The Plaintiff filed a filed a medical malpractice action against multiple defendants, including FMC Hospital, Ltd., a Florida Limited Partnership d/b/a Florida Medical Center [FMC Hospital Ltd.], and FMC Medical, Inc., f/k/a FMC Center Inc., d/b/a Florida Medical Center [FMC Medical]. The complaint alleged that these two entities “owned  operated, maintained, and controlled” Florida Medical Center. The Plaintiff also alleged that FMC Hospital, Ltd. was a limited partnership, and that FMC Medical, Inc. was a general partner of Florida Medical Center.
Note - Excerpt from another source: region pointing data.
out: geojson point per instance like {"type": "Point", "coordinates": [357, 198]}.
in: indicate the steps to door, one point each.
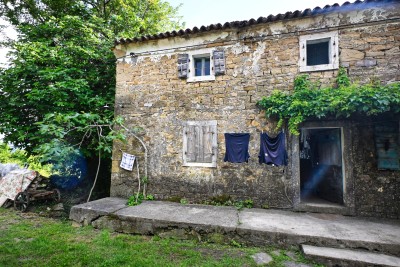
{"type": "Point", "coordinates": [257, 227]}
{"type": "Point", "coordinates": [348, 257]}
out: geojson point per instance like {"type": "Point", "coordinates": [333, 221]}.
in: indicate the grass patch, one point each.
{"type": "Point", "coordinates": [27, 239]}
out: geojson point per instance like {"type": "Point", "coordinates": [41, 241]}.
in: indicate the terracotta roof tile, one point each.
{"type": "Point", "coordinates": [240, 24]}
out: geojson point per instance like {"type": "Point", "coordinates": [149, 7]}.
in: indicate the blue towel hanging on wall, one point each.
{"type": "Point", "coordinates": [272, 150]}
{"type": "Point", "coordinates": [237, 147]}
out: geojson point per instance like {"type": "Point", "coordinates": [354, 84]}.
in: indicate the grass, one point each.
{"type": "Point", "coordinates": [27, 239]}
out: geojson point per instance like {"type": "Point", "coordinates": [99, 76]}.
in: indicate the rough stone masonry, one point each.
{"type": "Point", "coordinates": [259, 58]}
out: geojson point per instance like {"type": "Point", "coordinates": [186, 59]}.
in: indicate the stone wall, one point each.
{"type": "Point", "coordinates": [376, 191]}
{"type": "Point", "coordinates": [260, 59]}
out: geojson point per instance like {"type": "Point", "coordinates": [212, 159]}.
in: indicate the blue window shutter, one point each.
{"type": "Point", "coordinates": [219, 62]}
{"type": "Point", "coordinates": [183, 65]}
{"type": "Point", "coordinates": [387, 147]}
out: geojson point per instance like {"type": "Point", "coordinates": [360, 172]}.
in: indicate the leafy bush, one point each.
{"type": "Point", "coordinates": [135, 200]}
{"type": "Point", "coordinates": [20, 157]}
{"type": "Point", "coordinates": [309, 101]}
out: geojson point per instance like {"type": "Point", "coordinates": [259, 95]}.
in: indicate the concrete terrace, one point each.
{"type": "Point", "coordinates": [259, 227]}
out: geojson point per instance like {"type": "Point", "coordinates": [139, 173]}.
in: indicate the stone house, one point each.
{"type": "Point", "coordinates": [187, 92]}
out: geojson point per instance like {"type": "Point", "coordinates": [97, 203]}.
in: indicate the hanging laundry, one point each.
{"type": "Point", "coordinates": [305, 149]}
{"type": "Point", "coordinates": [272, 150]}
{"type": "Point", "coordinates": [127, 161]}
{"type": "Point", "coordinates": [237, 147]}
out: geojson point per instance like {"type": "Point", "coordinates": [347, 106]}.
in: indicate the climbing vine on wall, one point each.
{"type": "Point", "coordinates": [308, 101]}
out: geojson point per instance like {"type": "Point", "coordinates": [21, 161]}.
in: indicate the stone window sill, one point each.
{"type": "Point", "coordinates": [201, 78]}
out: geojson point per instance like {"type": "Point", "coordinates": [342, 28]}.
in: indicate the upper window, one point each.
{"type": "Point", "coordinates": [201, 65]}
{"type": "Point", "coordinates": [319, 52]}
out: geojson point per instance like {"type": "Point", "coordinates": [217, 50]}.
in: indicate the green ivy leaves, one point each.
{"type": "Point", "coordinates": [307, 101]}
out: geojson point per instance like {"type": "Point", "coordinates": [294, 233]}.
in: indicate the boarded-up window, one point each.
{"type": "Point", "coordinates": [387, 146]}
{"type": "Point", "coordinates": [200, 143]}
{"type": "Point", "coordinates": [183, 65]}
{"type": "Point", "coordinates": [219, 62]}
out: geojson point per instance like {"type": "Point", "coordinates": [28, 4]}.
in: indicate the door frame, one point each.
{"type": "Point", "coordinates": [348, 207]}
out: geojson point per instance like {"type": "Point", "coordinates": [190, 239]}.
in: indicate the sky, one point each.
{"type": "Point", "coordinates": [206, 12]}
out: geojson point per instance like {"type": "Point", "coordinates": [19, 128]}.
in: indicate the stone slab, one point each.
{"type": "Point", "coordinates": [369, 233]}
{"type": "Point", "coordinates": [87, 212]}
{"type": "Point", "coordinates": [182, 214]}
{"type": "Point", "coordinates": [258, 227]}
{"type": "Point", "coordinates": [347, 257]}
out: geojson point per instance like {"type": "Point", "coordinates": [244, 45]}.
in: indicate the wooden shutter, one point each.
{"type": "Point", "coordinates": [219, 62]}
{"type": "Point", "coordinates": [200, 144]}
{"type": "Point", "coordinates": [387, 147]}
{"type": "Point", "coordinates": [183, 65]}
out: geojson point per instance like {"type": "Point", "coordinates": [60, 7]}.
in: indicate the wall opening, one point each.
{"type": "Point", "coordinates": [321, 165]}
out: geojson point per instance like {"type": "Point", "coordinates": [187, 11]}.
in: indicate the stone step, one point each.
{"type": "Point", "coordinates": [348, 257]}
{"type": "Point", "coordinates": [256, 227]}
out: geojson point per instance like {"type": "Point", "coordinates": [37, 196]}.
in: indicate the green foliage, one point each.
{"type": "Point", "coordinates": [308, 101]}
{"type": "Point", "coordinates": [150, 197]}
{"type": "Point", "coordinates": [184, 201]}
{"type": "Point", "coordinates": [39, 241]}
{"type": "Point", "coordinates": [225, 200]}
{"type": "Point", "coordinates": [62, 76]}
{"type": "Point", "coordinates": [135, 200]}
{"type": "Point", "coordinates": [20, 157]}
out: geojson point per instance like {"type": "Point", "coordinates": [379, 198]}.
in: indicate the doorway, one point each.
{"type": "Point", "coordinates": [321, 165]}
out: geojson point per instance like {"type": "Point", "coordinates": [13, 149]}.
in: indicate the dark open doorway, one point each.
{"type": "Point", "coordinates": [321, 165]}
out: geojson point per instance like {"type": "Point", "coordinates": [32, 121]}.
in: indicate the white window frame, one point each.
{"type": "Point", "coordinates": [206, 52]}
{"type": "Point", "coordinates": [333, 37]}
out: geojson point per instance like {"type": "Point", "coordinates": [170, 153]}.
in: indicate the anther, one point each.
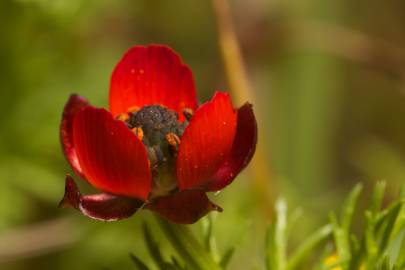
{"type": "Point", "coordinates": [123, 117]}
{"type": "Point", "coordinates": [133, 109]}
{"type": "Point", "coordinates": [173, 139]}
{"type": "Point", "coordinates": [138, 132]}
{"type": "Point", "coordinates": [188, 113]}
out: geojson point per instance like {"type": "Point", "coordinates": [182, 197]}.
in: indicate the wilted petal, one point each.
{"type": "Point", "coordinates": [152, 75]}
{"type": "Point", "coordinates": [243, 148]}
{"type": "Point", "coordinates": [184, 207]}
{"type": "Point", "coordinates": [112, 158]}
{"type": "Point", "coordinates": [74, 105]}
{"type": "Point", "coordinates": [206, 142]}
{"type": "Point", "coordinates": [103, 206]}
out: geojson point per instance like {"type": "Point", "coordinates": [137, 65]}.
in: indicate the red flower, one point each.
{"type": "Point", "coordinates": [156, 148]}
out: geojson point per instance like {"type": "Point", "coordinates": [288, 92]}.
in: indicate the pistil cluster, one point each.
{"type": "Point", "coordinates": [160, 131]}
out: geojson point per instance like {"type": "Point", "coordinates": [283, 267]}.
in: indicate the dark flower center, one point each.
{"type": "Point", "coordinates": [160, 130]}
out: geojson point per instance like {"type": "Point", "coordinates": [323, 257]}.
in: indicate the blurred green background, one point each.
{"type": "Point", "coordinates": [329, 93]}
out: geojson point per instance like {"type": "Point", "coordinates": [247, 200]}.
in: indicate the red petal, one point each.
{"type": "Point", "coordinates": [244, 146]}
{"type": "Point", "coordinates": [206, 142]}
{"type": "Point", "coordinates": [74, 104]}
{"type": "Point", "coordinates": [112, 158]}
{"type": "Point", "coordinates": [185, 207]}
{"type": "Point", "coordinates": [151, 75]}
{"type": "Point", "coordinates": [103, 206]}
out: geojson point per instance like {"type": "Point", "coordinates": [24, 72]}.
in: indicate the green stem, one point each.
{"type": "Point", "coordinates": [187, 246]}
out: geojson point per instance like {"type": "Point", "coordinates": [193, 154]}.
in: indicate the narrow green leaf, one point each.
{"type": "Point", "coordinates": [292, 221]}
{"type": "Point", "coordinates": [153, 247]}
{"type": "Point", "coordinates": [401, 255]}
{"type": "Point", "coordinates": [390, 223]}
{"type": "Point", "coordinates": [371, 246]}
{"type": "Point", "coordinates": [227, 257]}
{"type": "Point", "coordinates": [377, 197]}
{"type": "Point", "coordinates": [138, 263]}
{"type": "Point", "coordinates": [349, 206]}
{"type": "Point", "coordinates": [341, 239]}
{"type": "Point", "coordinates": [210, 242]}
{"type": "Point", "coordinates": [276, 238]}
{"type": "Point", "coordinates": [187, 246]}
{"type": "Point", "coordinates": [307, 248]}
{"type": "Point", "coordinates": [271, 247]}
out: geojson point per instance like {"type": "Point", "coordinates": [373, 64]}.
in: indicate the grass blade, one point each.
{"type": "Point", "coordinates": [305, 249]}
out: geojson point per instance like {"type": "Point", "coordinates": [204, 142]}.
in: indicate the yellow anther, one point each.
{"type": "Point", "coordinates": [173, 139]}
{"type": "Point", "coordinates": [138, 132]}
{"type": "Point", "coordinates": [123, 117]}
{"type": "Point", "coordinates": [188, 113]}
{"type": "Point", "coordinates": [133, 109]}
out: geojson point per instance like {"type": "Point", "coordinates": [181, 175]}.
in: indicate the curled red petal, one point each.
{"type": "Point", "coordinates": [184, 207]}
{"type": "Point", "coordinates": [152, 75]}
{"type": "Point", "coordinates": [74, 105]}
{"type": "Point", "coordinates": [243, 149]}
{"type": "Point", "coordinates": [105, 207]}
{"type": "Point", "coordinates": [206, 142]}
{"type": "Point", "coordinates": [112, 158]}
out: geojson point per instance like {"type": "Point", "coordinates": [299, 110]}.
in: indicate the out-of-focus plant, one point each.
{"type": "Point", "coordinates": [337, 246]}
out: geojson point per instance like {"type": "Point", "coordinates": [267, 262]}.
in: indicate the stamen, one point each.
{"type": "Point", "coordinates": [173, 139]}
{"type": "Point", "coordinates": [133, 109]}
{"type": "Point", "coordinates": [188, 113]}
{"type": "Point", "coordinates": [123, 117]}
{"type": "Point", "coordinates": [138, 132]}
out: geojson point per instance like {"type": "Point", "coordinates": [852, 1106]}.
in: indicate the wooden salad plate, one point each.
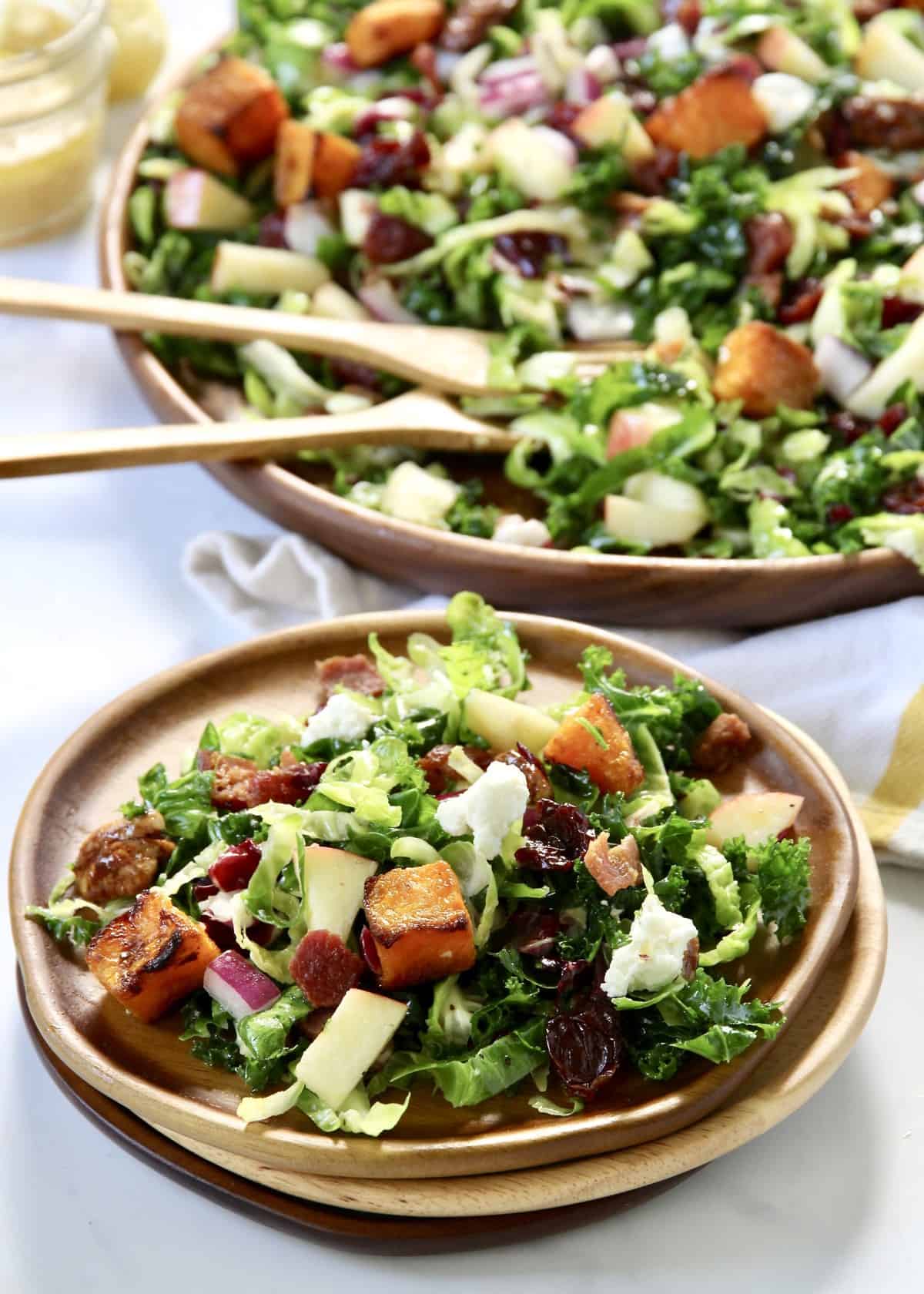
{"type": "Point", "coordinates": [559, 1197]}
{"type": "Point", "coordinates": [148, 1069]}
{"type": "Point", "coordinates": [625, 589]}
Defendant, FMC Hospital Ltd., filed a Proposal for Settlement, as a single entity, however, the  text of the proposal unambiguously refered to the Defendant offerors in the plural as the party making the proposal was FMC Hospital Ltd. as well as FMC Medical Inc.  Plaintiff did not prevail in the trial court.

FMC Hospital Ltd. and FMC Medical subsequently filed a motion for attorney’s fees and costs pursuant to Fla Stat. § 768.79 and Fla.R.Civ.P.1.442.  The trial court awarded fees on the basis that there was only a single offeror—Florida Medical Center—and, therefore, apportionment of the amount offered was not required.  The Fourth District Court of Appeal affirmed.

On petition to the Florida Supreme Court, the Court quashed and remanded by finding that the  settlement offer was a joint offer. Therefore, apportionment of the settlement was required under “strict construction of the statute.”